Sudanese politician (died 2025)

Siham Hassan Husballah (سهام حسن حسب الله; died 26 October 2025) was a Sudanese human rights activist and politician. She served two terms as a member of parliament in the National Assembly of Sudan between 2016 and 2019, representing Darfur.

== Early life and education ==
Hassan was born and raised in North Darfur, Sudan. In 2006, she graduated from El Zalingei University with a degree in physics. Hassan lived in Al-Fashir.

== Political career ==
Hassan was a member of the Justice and Liberation Party. In 2011, she was one of the signatories of the Darfur Peace Agreement, signed in Doha, between the Sudanese government and the Liberation and Justice Movement.

She was elected as a member of parliament in 2016, becoming the youngest person to be elected in the history of Sudan. Hassan served two terms as an MP before parliament was dissolved following the 2019 coup d'état. During her time as an MP, she advocated for the people of Darfur, bringing attention to ongoing violence in the region and raising urgent questions with government ministers about the situation there, describing ongoing episodes of "heinous and flagrant violations of human rights". Hassan accused the central government of lacking a clear vision or strategy for addressing the instability in Darfur; she criticised the 2016 Darfurian status referendum as drawing attention away from the need to promote a national dialogue in Darfur to establish peace.

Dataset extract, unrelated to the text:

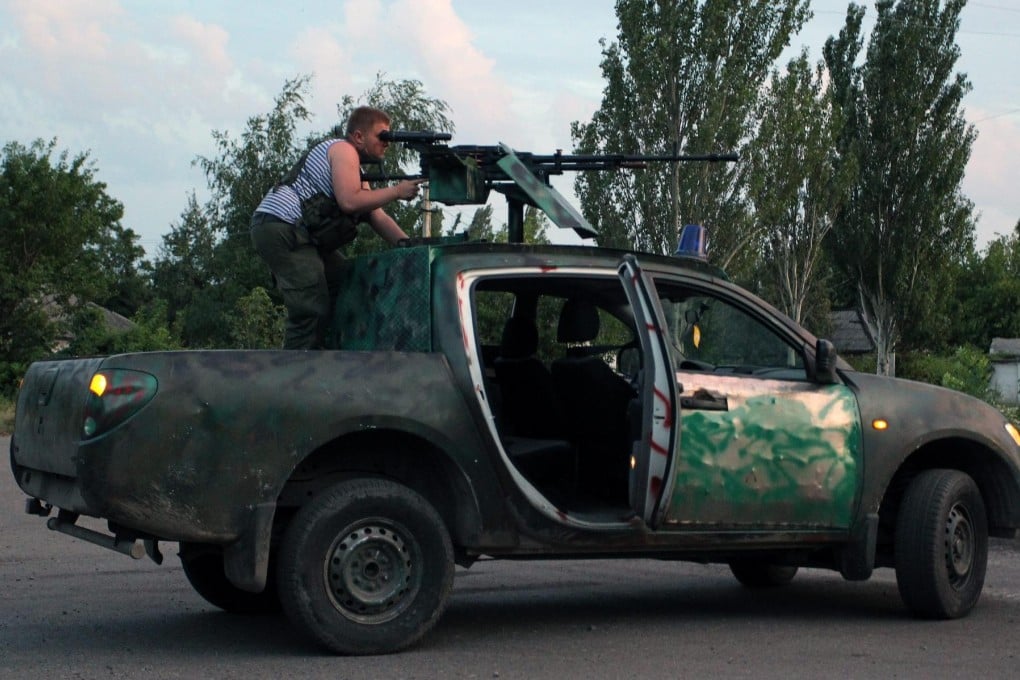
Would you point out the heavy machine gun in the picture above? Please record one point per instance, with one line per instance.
(464, 174)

After her term concluded, Hassan expressed regret that she had been unable to improve the welfare of Sudanese people, particularly in Darfur, blaming this on partisan politics among her fellow parliamentarians. After her death, she was recognised by Medameek for playing an important role in the 2017 arrest of the war lord Musa Hilal after she submitted an urgent question to the Minister of Defence, Salem Ali Salem, about crimes being committed by Hilal against civilians. Hassan was also recognised for speaking out on women's issues, calling on Omar al-Bashir to ensure gender equality to different ethnicities and regions in Sudan.

== Sudanese civil war and death ==
After leaving parliament, Hassan moved back to Al-Fashir, where she ran a takaya, a community kitchen that fed the hungry in the city, particularly following the outbreak of the Sudanese civil war in 2023.

During the war, Hassan received threats from militias associated with the Rapid Support Forces, though opted to remain in Al-Fashir. In June 2024, she was arrested by the intelligence forces of the Sudan Liberation Movement/Army, a Darfuri rebel group in conflict against the RSF. Hassan was detained for nine days, during which time it was alleged she had been whipped and verbally abused. The SLM denied having been involved in her detention.

In October 2025, the Rapid Support Forces gained control of Al-Fashir following a year-long siege. It was subsequently reported that Hassan had been among a group of people killed late on 26 October in what witnesses described as a targeted attack in the neighbourhood in which she lived. It was reported that many takaya volunteers had been killed during the occupation of the city.

The Sudanese Doctors Network called the killings of Hassan and others in Al-Fashir a "heinous massacre" and an "act of ethnic cleansing".